Funnily enough, the RAID10 arrays are both faster with three than with four threads although one might think that it would be easier for them to parallel an even number of threads.

The degraded arrays do not have serious performance hits but are slower than their healthy counterparts.

When the arrays are writing one thread, their standings are logical and predictable and their speeds are high.

When there are two threads to be processed, most of the arrays slow down at the same rate, but there are exceptions: the RAID0 arrays and the ordinary and degraded RAID5 have a smaller performance hit.

There are no changes in the standings when a third and fourth thread is added. The speeds just get lower.

Web-Server, File-Server, Workstation Patterns

The controllers are tested under loads typical of servers and workstations.

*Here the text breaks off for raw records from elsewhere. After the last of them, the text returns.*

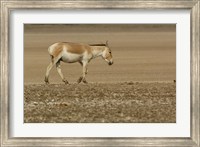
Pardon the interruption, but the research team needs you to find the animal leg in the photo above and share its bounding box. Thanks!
[44,56,59,84]
[44,62,53,84]
[77,62,88,83]
[82,62,87,83]
[56,61,68,84]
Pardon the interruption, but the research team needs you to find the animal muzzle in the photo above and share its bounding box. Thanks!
[108,61,113,65]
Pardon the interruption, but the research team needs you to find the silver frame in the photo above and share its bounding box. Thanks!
[0,0,200,147]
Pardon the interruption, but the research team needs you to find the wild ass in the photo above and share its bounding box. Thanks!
[44,42,113,84]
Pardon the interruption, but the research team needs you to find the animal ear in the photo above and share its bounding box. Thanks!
[106,40,108,46]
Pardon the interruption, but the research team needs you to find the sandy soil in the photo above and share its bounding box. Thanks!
[24,82,176,123]
[24,25,176,123]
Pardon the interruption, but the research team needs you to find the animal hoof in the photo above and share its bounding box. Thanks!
[77,77,83,84]
[63,80,69,84]
[45,81,49,85]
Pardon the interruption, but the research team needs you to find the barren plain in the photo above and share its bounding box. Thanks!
[24,24,176,123]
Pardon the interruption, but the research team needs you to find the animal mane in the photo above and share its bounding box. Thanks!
[89,43,106,46]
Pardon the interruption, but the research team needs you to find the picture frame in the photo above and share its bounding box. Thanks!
[1,0,200,147]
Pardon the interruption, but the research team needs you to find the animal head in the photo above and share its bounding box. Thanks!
[102,41,113,65]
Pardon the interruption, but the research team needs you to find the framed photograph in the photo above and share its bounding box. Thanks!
[1,0,200,147]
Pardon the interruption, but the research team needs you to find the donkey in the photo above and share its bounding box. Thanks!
[44,41,113,84]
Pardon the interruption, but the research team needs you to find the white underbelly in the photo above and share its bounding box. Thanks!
[61,52,82,63]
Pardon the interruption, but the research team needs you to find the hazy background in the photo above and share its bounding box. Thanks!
[24,24,176,84]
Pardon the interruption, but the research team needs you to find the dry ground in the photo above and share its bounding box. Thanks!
[24,82,176,123]
[24,24,176,122]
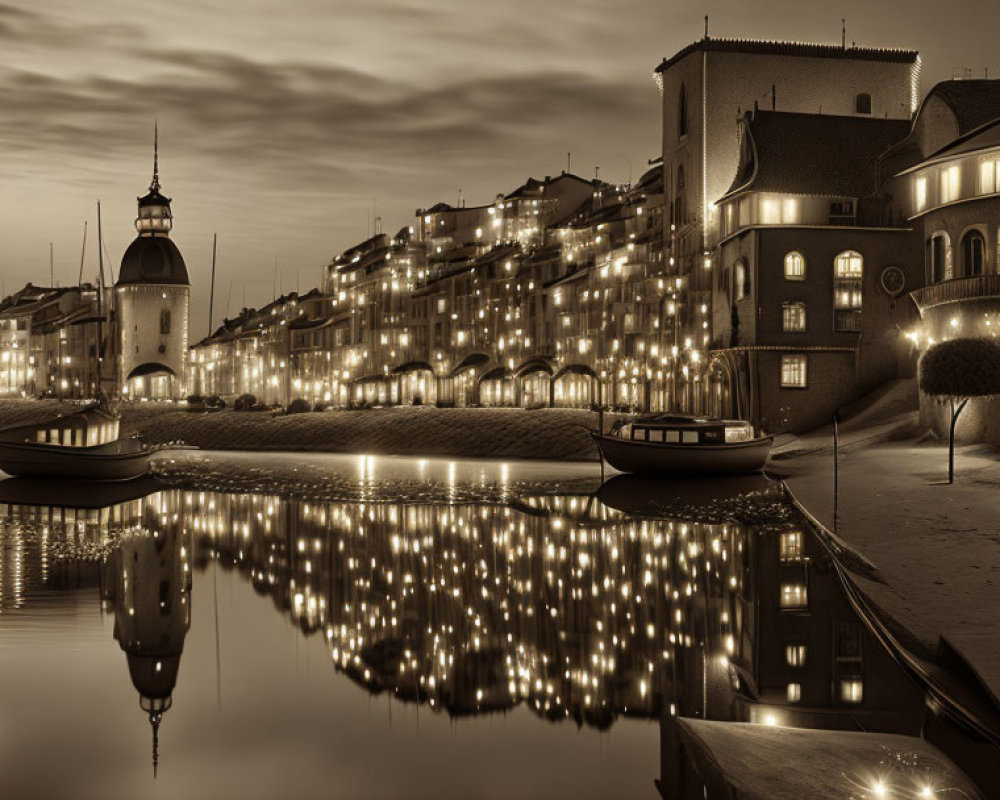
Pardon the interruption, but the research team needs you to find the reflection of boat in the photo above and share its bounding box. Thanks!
[597,474,784,516]
[0,405,152,481]
[0,475,164,509]
[591,414,772,474]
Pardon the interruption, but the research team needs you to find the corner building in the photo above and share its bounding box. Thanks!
[655,36,920,410]
[115,150,191,400]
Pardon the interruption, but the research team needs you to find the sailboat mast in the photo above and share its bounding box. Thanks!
[208,233,219,336]
[97,200,104,396]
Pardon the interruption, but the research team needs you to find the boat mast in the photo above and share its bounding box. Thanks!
[97,200,104,400]
[208,233,219,336]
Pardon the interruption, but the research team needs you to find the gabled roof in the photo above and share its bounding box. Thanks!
[725,111,910,197]
[655,37,919,72]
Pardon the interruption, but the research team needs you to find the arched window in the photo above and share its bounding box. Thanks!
[962,228,986,276]
[677,83,687,139]
[927,231,952,283]
[833,250,865,331]
[733,261,750,300]
[674,164,687,225]
[785,250,806,281]
[781,300,806,333]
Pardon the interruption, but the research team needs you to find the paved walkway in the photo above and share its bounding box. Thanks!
[769,428,1000,699]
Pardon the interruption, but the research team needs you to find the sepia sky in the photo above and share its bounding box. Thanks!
[0,0,1000,332]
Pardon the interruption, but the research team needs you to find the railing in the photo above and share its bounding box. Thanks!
[910,275,1000,314]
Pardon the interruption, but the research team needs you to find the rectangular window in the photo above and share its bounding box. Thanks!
[760,199,781,225]
[785,644,806,667]
[840,678,864,703]
[940,165,962,203]
[781,356,808,389]
[781,583,809,609]
[779,531,802,561]
[913,178,927,211]
[781,302,806,333]
[979,161,998,194]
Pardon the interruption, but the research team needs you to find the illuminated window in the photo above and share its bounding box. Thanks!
[927,231,953,283]
[781,583,809,609]
[734,261,750,300]
[979,161,1000,194]
[760,198,781,225]
[785,644,806,667]
[779,531,802,561]
[781,355,808,389]
[833,250,864,331]
[939,166,962,203]
[785,250,806,281]
[840,678,864,703]
[962,229,986,276]
[677,83,688,139]
[781,301,806,333]
[913,178,927,211]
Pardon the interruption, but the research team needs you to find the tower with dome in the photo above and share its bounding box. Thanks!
[115,133,191,400]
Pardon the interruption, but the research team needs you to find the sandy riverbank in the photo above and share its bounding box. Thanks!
[122,404,597,461]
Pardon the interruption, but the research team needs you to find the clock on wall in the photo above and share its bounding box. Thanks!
[881,267,906,298]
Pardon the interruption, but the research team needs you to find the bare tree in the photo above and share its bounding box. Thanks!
[919,339,1000,483]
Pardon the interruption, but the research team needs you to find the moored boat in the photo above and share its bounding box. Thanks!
[0,404,152,481]
[591,414,772,475]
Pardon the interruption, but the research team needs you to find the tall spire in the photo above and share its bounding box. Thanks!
[149,711,160,779]
[149,119,160,192]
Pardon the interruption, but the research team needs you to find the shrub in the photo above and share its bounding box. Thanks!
[233,393,257,411]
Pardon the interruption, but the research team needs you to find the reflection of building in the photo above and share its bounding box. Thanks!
[104,493,192,770]
[115,134,190,398]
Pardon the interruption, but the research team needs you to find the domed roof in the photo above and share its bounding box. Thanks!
[115,236,191,286]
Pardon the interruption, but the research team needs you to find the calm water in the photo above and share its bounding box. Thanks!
[0,458,996,798]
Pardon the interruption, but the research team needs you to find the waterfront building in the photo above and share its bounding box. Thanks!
[882,80,1000,442]
[655,38,920,408]
[708,110,923,433]
[0,283,105,398]
[115,138,191,400]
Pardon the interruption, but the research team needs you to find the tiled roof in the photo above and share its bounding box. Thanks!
[726,111,910,197]
[924,78,1000,135]
[656,38,919,72]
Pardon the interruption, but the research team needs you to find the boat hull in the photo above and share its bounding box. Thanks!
[0,439,150,481]
[591,433,772,475]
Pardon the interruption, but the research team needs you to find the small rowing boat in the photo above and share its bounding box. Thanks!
[0,404,152,481]
[591,414,772,475]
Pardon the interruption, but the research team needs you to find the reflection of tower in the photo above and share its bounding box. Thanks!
[115,126,191,398]
[105,494,191,774]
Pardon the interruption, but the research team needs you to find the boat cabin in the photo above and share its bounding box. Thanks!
[0,406,118,447]
[611,414,753,444]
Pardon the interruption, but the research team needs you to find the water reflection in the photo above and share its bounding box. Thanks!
[0,478,988,797]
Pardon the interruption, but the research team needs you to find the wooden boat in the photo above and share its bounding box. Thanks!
[591,414,772,475]
[0,405,152,481]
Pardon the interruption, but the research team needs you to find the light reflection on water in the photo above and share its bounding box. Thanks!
[0,457,988,797]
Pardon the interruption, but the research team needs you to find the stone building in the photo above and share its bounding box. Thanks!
[115,141,191,399]
[708,110,923,433]
[882,80,1000,442]
[655,36,920,404]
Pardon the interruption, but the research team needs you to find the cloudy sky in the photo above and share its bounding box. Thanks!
[0,0,1000,335]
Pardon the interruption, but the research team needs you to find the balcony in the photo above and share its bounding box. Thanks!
[910,275,1000,315]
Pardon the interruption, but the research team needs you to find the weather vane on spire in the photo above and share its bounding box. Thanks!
[149,120,160,192]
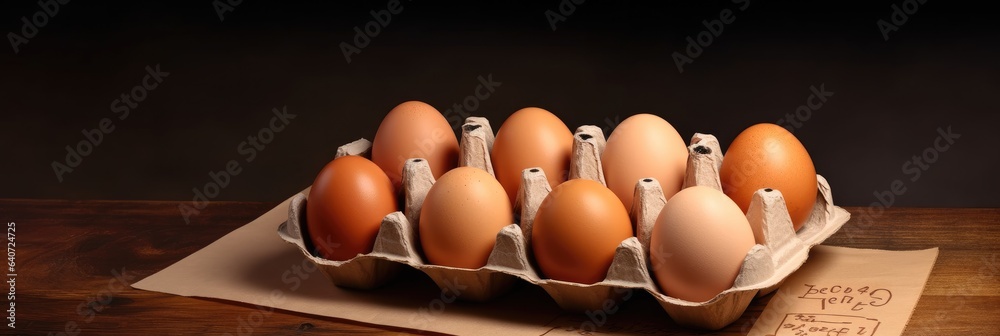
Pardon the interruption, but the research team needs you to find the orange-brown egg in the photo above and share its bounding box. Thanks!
[306,155,396,260]
[419,167,514,269]
[531,179,632,284]
[490,107,573,206]
[719,124,817,230]
[372,101,458,190]
[649,186,754,302]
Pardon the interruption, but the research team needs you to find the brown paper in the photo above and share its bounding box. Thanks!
[132,192,563,335]
[750,246,938,336]
[133,190,937,335]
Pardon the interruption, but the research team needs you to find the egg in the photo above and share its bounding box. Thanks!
[418,167,514,269]
[490,107,573,206]
[649,186,754,302]
[306,156,396,261]
[372,101,458,191]
[601,114,688,209]
[719,124,817,230]
[531,179,633,284]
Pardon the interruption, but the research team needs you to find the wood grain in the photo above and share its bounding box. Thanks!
[0,199,1000,335]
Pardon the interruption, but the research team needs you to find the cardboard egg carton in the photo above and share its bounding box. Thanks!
[278,117,850,330]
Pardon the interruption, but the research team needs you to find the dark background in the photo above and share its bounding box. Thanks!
[0,0,1000,207]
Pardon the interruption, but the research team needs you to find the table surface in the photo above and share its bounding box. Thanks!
[0,199,1000,335]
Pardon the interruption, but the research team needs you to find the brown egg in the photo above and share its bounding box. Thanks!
[372,101,458,190]
[419,167,514,269]
[531,179,632,284]
[719,124,817,230]
[306,156,396,260]
[601,114,688,209]
[649,186,754,302]
[490,107,573,206]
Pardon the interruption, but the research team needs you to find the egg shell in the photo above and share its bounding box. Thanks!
[490,107,573,206]
[278,117,850,330]
[649,186,754,301]
[418,167,514,268]
[371,101,458,190]
[529,178,633,283]
[601,114,688,208]
[307,156,396,260]
[719,124,816,231]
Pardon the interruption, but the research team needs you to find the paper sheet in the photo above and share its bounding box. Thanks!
[750,245,938,336]
[133,192,936,335]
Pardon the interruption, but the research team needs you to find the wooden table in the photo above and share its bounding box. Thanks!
[0,200,1000,335]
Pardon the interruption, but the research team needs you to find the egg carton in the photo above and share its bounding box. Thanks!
[278,117,850,330]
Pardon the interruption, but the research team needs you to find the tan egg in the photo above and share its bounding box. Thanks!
[419,167,514,269]
[306,155,396,261]
[372,101,458,190]
[531,179,632,284]
[649,186,754,302]
[719,124,817,230]
[601,114,688,209]
[490,107,573,206]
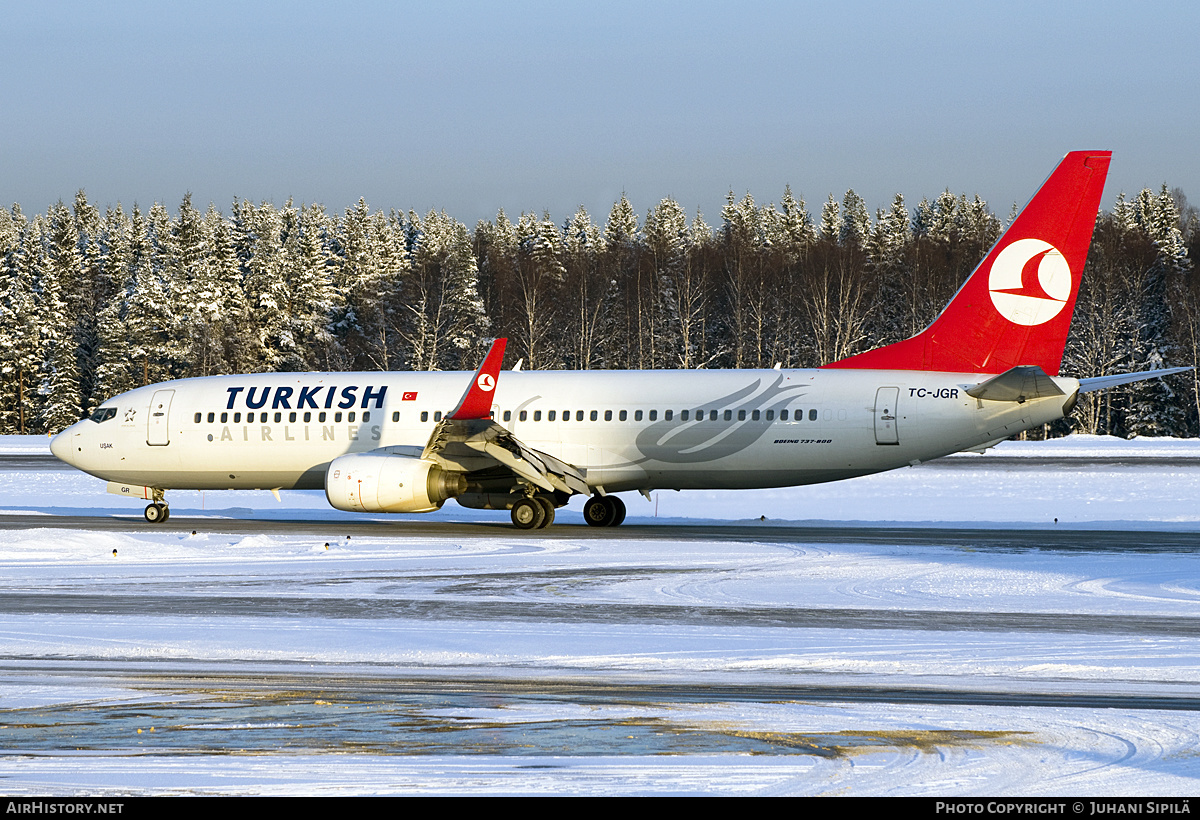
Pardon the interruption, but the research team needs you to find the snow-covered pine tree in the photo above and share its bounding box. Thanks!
[37,200,83,433]
[0,205,42,435]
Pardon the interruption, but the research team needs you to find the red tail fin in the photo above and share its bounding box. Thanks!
[826,151,1112,375]
[449,339,509,419]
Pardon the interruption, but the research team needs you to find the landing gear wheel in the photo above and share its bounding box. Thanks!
[583,496,612,527]
[512,498,546,529]
[583,496,625,527]
[534,496,554,529]
[604,496,625,527]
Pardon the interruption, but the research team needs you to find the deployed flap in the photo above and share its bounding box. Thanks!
[967,365,1067,401]
[421,339,590,495]
[1079,367,1193,393]
[422,415,590,495]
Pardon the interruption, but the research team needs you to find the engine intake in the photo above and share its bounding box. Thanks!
[325,453,467,513]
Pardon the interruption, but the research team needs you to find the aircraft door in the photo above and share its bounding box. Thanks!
[146,390,175,447]
[875,388,900,444]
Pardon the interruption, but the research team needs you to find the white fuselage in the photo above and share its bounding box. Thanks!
[52,370,1079,492]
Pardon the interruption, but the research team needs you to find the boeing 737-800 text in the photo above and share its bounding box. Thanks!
[50,151,1182,528]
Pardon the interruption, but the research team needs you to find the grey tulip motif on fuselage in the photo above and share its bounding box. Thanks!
[634,373,804,465]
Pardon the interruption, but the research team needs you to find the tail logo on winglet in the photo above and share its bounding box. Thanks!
[988,239,1072,325]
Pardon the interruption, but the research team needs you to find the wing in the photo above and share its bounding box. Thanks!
[421,339,592,495]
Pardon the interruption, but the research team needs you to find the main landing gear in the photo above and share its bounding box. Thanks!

The names of the patterns are self-explanatory. The request queue is limited to 32 requests in the Workstation pattern. Of course, Web-Server and File-Server are nothing but general names. The former pattern emulates the load of any server that is working with read requests only whereas the latter pattern emulates a server that has to perform a certain percent of writes.

Thanks to efficiently selecting the more suitable disk in a mirror pair, the RAID10 arrays are considerably faster than the same-size RAID0 when there are only read requests to be performed. The degraded RAID10 is slower than its healthy counterpart but always ahead of the 4-disk RAID0 and, at low loads, even ahead of the 8-disk RAID0.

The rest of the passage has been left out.